In der Stadt Gießen entsteht am östlichen Innenstadtrand auf dem ehemaligen US-Motorpool-Gelände das neue Quartier „Philosophenhöhe“ mit mehr als 300 Wohnungen und Gewerbebauten und einem innovativen Energiemanagement, das unterschiedliche Technologien kombiniert. Herzstück des Viertels wird ein neu entwickelter Hybridspeicher, der flexibel Wärme und Strom speichern kann. Das zugehörige Forschungsprojekt „FlexQuartier“ wird vom Team des Kompetenzzentrums für Energietechnik und Energiemanagement (etem.THM) umgesetzt und vom Bund mit rund 4,6 Mio. Euro gefördert.
„Rund ein Drittel des hessischen Endenergieverbrauchs entfallen noch immer auf Heizung, Beleuchtung und Warmwasserversorgung unserer Gebäude. Durch moderne Technologien kann gerade bei Neubau-Projekten die Energiewende umgesetzt werden“, sagte Wirtschafts- und Energieminister Tarek Al-Wazir beim Besuch der Baustelle. „Energieressourcen sollen im FlexQuartier flexibel genutzt werden, damit der Eigenbedarf vermehrt lokal gedeckt sowie Netzkosten reduziert werden können. Ein echtes Leuchtturmprojekt!“, so der Minister.
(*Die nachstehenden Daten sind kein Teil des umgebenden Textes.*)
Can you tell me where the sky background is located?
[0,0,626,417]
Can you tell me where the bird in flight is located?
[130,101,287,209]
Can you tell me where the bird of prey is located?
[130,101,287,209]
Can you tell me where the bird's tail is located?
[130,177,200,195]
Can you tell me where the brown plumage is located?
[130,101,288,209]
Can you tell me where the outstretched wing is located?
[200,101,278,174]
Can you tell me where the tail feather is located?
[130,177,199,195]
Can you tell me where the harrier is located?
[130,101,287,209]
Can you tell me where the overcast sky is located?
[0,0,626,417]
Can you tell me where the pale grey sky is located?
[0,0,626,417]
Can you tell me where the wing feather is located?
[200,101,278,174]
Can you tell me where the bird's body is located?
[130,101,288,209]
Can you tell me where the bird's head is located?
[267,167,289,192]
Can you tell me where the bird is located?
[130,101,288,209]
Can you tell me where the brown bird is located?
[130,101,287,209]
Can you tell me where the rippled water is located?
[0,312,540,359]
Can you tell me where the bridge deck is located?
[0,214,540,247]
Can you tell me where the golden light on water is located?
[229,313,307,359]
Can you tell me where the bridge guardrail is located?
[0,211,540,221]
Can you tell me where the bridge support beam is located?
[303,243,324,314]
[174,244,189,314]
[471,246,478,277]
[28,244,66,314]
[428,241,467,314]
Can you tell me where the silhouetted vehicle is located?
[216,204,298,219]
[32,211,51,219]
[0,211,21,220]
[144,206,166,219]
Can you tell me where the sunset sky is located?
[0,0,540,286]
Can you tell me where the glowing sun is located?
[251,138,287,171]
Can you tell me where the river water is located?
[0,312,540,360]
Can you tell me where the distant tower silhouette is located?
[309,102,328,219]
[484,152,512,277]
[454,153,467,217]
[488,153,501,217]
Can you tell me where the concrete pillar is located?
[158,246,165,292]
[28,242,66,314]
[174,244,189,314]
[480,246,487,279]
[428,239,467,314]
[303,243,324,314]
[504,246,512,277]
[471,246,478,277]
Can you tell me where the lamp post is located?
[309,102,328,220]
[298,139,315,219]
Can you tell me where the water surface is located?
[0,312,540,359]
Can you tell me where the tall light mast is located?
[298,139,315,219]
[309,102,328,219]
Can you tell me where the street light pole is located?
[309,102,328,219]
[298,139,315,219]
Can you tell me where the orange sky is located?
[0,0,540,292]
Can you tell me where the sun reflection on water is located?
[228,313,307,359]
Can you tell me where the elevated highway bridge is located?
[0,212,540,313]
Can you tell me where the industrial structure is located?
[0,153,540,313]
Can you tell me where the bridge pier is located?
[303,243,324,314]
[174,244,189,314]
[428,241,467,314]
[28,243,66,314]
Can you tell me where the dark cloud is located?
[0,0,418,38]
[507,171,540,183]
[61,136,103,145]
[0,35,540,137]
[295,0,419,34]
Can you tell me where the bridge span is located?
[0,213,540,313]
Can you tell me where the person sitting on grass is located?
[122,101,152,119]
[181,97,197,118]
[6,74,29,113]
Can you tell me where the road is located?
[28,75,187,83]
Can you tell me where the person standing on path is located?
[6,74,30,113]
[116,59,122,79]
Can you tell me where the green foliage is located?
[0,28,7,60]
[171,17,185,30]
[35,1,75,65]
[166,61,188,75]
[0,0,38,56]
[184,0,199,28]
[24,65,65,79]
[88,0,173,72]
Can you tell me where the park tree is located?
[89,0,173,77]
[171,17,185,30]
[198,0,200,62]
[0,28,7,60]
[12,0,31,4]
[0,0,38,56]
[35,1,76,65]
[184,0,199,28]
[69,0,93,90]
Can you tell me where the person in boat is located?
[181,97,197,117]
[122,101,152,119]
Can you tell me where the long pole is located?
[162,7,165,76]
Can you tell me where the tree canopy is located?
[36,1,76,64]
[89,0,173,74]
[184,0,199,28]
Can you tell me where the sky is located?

Vor Ort intelligent miteinander verknüpfen
Professor Stefan Lechner vom Fachbereich Maschinenbau und Energietechnik der Technischen Hochschule Mittelhessen ist Projektleiter und will mit seinem Team Strom- und Wärmesektor vor Ort intelligent miteinander verknüpfen. „Das besondere am Hybridspeicher: Bisherige Speicher lassen sich in mechanische, elektrische, chemische und thermische Technologien einteilen. Der Hybridspeicher im FlexQuartier stellt eine Kombination von Speichertechnologien dar und verknüpft deren Vorteile. Besonders innovativ ist die Speicherung von Strom in Form von Hochtemperaturwärme und bedarfsgerechter Rückverstromung in unserer sogenannten Carnot-Batterie, die eine sehr preisgünstige Energiespeicherung mittels Keramiksteinen ermöglicht. Auch die Bereitstellung von netzstabilisierenden Dienstleistungen, sogenannter Regelenergie die bisher überwiegend von Großkraftwerken erbracht wurde, ist eine Besonderheit unseres Quartierspeichers“, erläuterte Prof. Lechner.
Bei der Stromversorgung des Quartiers setzen die Partnerinnen und Partner vor allem auf erneuerbare Energie aus Photovoltaik-Anlagen. Durch Mitwirkung der Stadt Gießen konnte sichergestellt werden, dass auf mindestens 50 Prozent der Dachflächen Photovoltaik-Anlagen installiert werden. Nicht direkt für den Eigenbedarf benötigter Strom wird tagsüber auch im Hybridspeicher zwischengespeichert und deckt somit nächtliche Strombedarfe, kann aber auch für die Wärmeversorgung des Quartiers durch Wärmepumpen eingesetzt werden. Über diese wird auch die Umgebungswärme sowie die Abwärme der Energiezentrale für die Bewohnerinnen und Bewohner nutzbar gemacht. Der Mobilitätssektor wird im Quartier ebenfalls berücksichtigt, neben vielen verteilten Ladepunkten an den Wohngebäuden ist das Laden von E-Autos auch direkt auf dem Gelände der Energiezentrale möglich.